Another acceptable scheme may involve the paid provision of a horse for specific services, such as photo shoots, events, or audiovisual productions. In such cases, the income connection is usually easier to demonstrate, as the revenue is directly linked to the rental service, and the costs of keeping the horse in a stable, feeding, grooming, and necessary care may be recognized as a prerequisite for providing that service. A different, more tax-sensitive structure involves arguing that the horse serves employee benefit policies or supports employee well-being. Such an approach is sometimes considered in practice with respect to smaller animals, but in each case it requires a cautious evidentiary and organizational approach. Tax authorities may accept the expense only to the extent that it is genuinely related to employees and the company’s objectives, and not to the private needs of the owner. In this variant, clearly defined rules of use, limiting access to employees, internal regulations, schedules, or other evidence demonstrating that the expense does not have a predominantly personal character are of key importance.
The risk of a dispute with tax authorities increases as the justification for the expense becomes more “image-based” or prestige-oriented, especially where it is not supported by a specific product, service, or revenue stream.
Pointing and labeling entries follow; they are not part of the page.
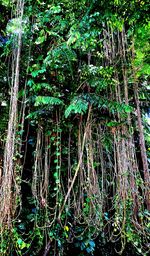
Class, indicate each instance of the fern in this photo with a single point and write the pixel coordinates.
(77, 106)
(46, 100)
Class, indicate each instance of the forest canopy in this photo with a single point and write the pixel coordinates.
(74, 129)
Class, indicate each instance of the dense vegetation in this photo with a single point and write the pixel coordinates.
(74, 140)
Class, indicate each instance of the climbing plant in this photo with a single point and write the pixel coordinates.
(74, 168)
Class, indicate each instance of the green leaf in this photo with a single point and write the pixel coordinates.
(46, 100)
(77, 106)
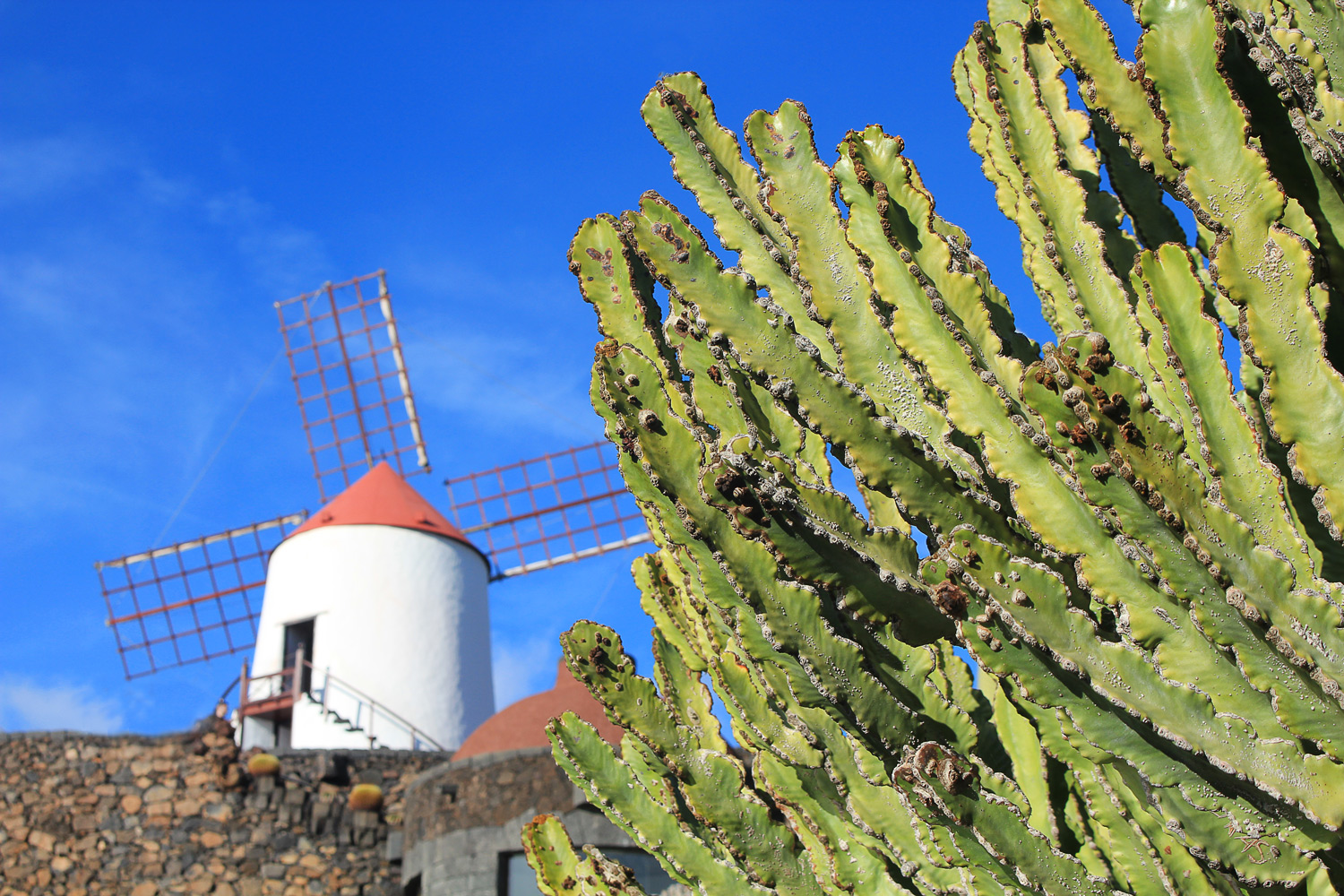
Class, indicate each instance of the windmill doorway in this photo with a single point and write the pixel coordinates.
(298, 649)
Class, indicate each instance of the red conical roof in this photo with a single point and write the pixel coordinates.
(382, 497)
(523, 723)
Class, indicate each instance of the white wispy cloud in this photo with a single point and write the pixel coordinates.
(37, 167)
(29, 705)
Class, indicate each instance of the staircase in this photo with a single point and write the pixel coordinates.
(343, 704)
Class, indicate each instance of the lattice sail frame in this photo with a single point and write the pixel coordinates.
(194, 600)
(349, 378)
(553, 509)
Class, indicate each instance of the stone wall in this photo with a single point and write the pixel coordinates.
(86, 814)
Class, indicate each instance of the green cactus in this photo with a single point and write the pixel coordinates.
(1144, 560)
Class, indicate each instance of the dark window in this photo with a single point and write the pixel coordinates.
(518, 877)
(300, 634)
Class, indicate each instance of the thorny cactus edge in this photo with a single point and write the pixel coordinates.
(1144, 560)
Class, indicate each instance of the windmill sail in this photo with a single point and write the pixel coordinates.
(191, 600)
(553, 509)
(349, 376)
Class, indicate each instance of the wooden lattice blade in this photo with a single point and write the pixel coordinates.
(349, 378)
(193, 600)
(551, 509)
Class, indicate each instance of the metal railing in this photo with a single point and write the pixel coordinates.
(336, 697)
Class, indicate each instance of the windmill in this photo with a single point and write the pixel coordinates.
(203, 598)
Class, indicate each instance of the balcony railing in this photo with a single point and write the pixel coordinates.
(276, 694)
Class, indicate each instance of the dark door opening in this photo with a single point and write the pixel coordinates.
(300, 634)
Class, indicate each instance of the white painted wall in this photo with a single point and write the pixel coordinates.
(400, 614)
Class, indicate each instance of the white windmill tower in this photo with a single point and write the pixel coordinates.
(367, 622)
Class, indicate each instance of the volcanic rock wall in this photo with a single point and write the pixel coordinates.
(85, 814)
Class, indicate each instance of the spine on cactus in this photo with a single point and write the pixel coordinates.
(1139, 549)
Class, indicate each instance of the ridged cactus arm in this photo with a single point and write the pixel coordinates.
(707, 160)
(988, 140)
(1051, 694)
(1125, 546)
(854, 688)
(900, 211)
(1271, 88)
(711, 785)
(1212, 538)
(609, 780)
(830, 276)
(562, 872)
(1263, 268)
(1247, 481)
(1139, 193)
(1077, 151)
(1059, 199)
(1109, 85)
(1050, 511)
(883, 455)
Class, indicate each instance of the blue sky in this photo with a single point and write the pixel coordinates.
(168, 171)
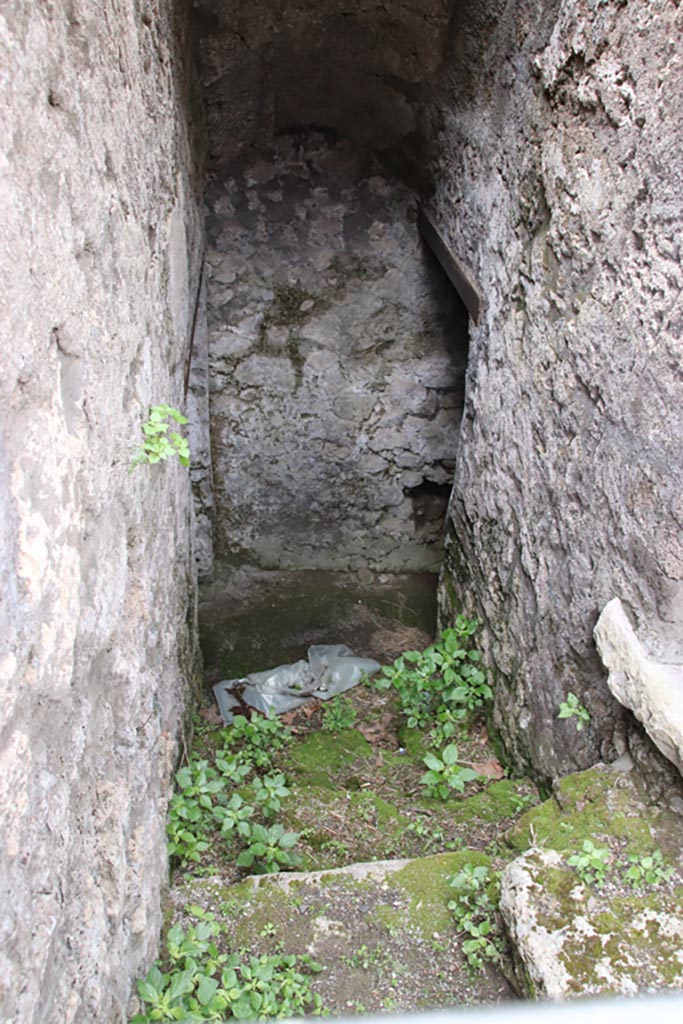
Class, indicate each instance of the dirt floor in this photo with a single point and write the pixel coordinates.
(370, 896)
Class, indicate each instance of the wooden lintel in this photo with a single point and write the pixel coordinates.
(454, 269)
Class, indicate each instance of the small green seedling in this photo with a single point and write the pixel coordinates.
(339, 714)
(268, 850)
(159, 444)
(572, 709)
(474, 913)
(591, 863)
(650, 869)
(445, 774)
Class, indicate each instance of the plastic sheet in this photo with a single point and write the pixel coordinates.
(329, 670)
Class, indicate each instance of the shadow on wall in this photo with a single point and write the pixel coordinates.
(337, 358)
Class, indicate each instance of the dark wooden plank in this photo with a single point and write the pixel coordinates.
(454, 269)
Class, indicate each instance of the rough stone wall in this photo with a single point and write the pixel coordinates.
(559, 183)
(337, 351)
(359, 68)
(97, 253)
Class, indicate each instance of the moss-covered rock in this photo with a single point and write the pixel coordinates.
(577, 935)
(382, 931)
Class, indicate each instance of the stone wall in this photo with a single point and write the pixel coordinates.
(97, 256)
(360, 69)
(559, 184)
(337, 351)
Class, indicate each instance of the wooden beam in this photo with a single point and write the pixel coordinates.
(454, 269)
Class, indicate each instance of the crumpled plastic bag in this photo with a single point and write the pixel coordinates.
(331, 669)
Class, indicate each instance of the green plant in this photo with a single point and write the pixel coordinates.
(591, 864)
(201, 984)
(268, 849)
(445, 774)
(190, 811)
(158, 444)
(648, 869)
(474, 913)
(233, 817)
(338, 714)
(269, 793)
(572, 709)
(256, 738)
(442, 684)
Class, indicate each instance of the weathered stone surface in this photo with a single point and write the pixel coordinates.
(653, 691)
(558, 185)
(382, 931)
(573, 938)
(335, 366)
(361, 72)
(569, 942)
(98, 244)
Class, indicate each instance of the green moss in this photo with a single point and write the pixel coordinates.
(321, 755)
(500, 800)
(598, 804)
(424, 883)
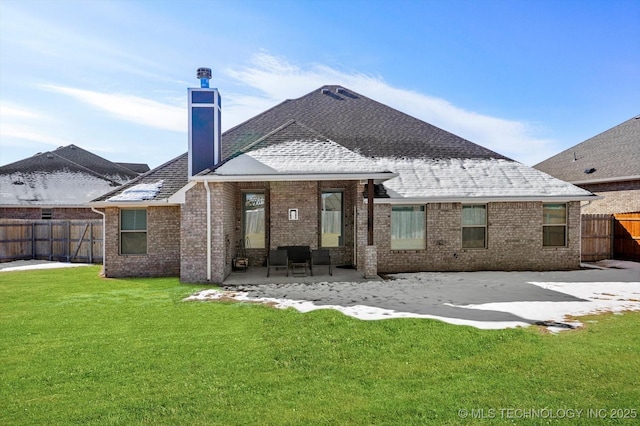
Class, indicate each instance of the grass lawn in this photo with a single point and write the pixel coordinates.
(76, 348)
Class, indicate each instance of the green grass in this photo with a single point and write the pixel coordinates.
(79, 349)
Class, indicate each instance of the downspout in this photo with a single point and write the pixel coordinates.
(104, 239)
(206, 186)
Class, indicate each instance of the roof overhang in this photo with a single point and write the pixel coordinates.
(44, 206)
(133, 204)
(379, 176)
(484, 200)
(606, 180)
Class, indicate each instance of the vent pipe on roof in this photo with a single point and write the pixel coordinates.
(204, 74)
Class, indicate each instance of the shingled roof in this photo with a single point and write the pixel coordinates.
(67, 176)
(49, 179)
(611, 155)
(173, 175)
(359, 135)
(359, 124)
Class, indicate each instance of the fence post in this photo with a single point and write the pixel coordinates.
(50, 241)
(90, 242)
(33, 240)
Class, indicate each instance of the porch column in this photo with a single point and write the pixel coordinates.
(370, 212)
(371, 251)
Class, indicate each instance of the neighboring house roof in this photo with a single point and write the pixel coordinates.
(136, 167)
(334, 131)
(359, 124)
(613, 155)
(67, 176)
(47, 179)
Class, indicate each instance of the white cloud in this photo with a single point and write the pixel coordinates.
(135, 109)
(269, 80)
(10, 132)
(276, 80)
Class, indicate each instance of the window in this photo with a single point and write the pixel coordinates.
(332, 218)
(133, 231)
(474, 226)
(253, 231)
(554, 225)
(408, 228)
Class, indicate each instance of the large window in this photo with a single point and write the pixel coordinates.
(332, 219)
(253, 217)
(474, 226)
(133, 231)
(408, 228)
(554, 225)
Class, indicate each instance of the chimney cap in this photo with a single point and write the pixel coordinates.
(204, 73)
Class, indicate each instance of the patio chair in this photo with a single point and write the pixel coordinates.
(277, 259)
(321, 257)
(299, 258)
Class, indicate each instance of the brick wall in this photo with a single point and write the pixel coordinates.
(302, 196)
(619, 197)
(163, 245)
(193, 253)
(58, 213)
(514, 241)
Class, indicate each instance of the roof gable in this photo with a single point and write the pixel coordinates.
(96, 163)
(173, 175)
(613, 154)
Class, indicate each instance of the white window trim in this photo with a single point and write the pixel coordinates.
(485, 226)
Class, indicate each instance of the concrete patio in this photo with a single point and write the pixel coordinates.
(258, 275)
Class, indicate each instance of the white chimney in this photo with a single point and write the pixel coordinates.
(204, 125)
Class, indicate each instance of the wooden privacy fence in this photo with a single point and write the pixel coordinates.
(626, 239)
(597, 237)
(60, 240)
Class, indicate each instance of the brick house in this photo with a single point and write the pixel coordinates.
(58, 184)
(607, 164)
(383, 191)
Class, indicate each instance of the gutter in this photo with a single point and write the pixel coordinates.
(206, 186)
(105, 204)
(605, 180)
(294, 177)
(482, 200)
(104, 238)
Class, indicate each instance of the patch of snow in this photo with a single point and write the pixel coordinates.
(139, 192)
(598, 297)
(29, 265)
(362, 312)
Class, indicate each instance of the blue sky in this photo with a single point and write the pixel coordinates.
(527, 79)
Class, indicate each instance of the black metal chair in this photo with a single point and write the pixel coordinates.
(299, 258)
(321, 257)
(277, 259)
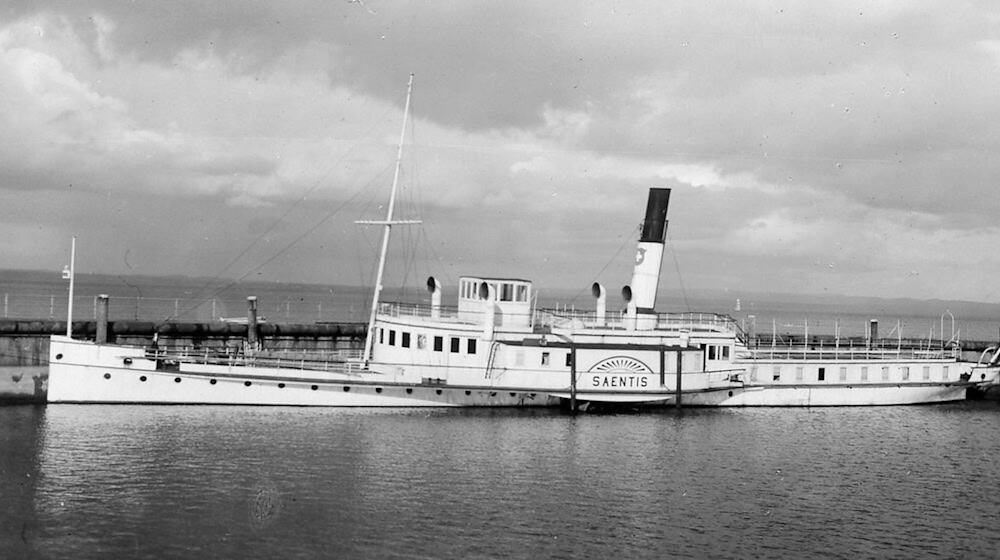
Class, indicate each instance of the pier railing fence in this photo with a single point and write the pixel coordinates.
(287, 309)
Therefore, the safest models are those in which the horse is unequivocally an element of income-generating activity: it is sold, rented out, used for paid events, or forms part of a professionally planned business segment. It is also good practice to organize the formal side of the project: updating the scope of business activity, preparing a business plan or at least an internal project description, entering into contracts with trainers and stables, collecting documentation from competitions or assignments, and consistently separating any private use from business use. As a result, it can be concluded that including a horse in business costs is possible, but it requires a well-thought-out business model, correct tax classification of expenses, and solid documentation that allows these costs to be defended as rational and incurred in the interest of the enterprise.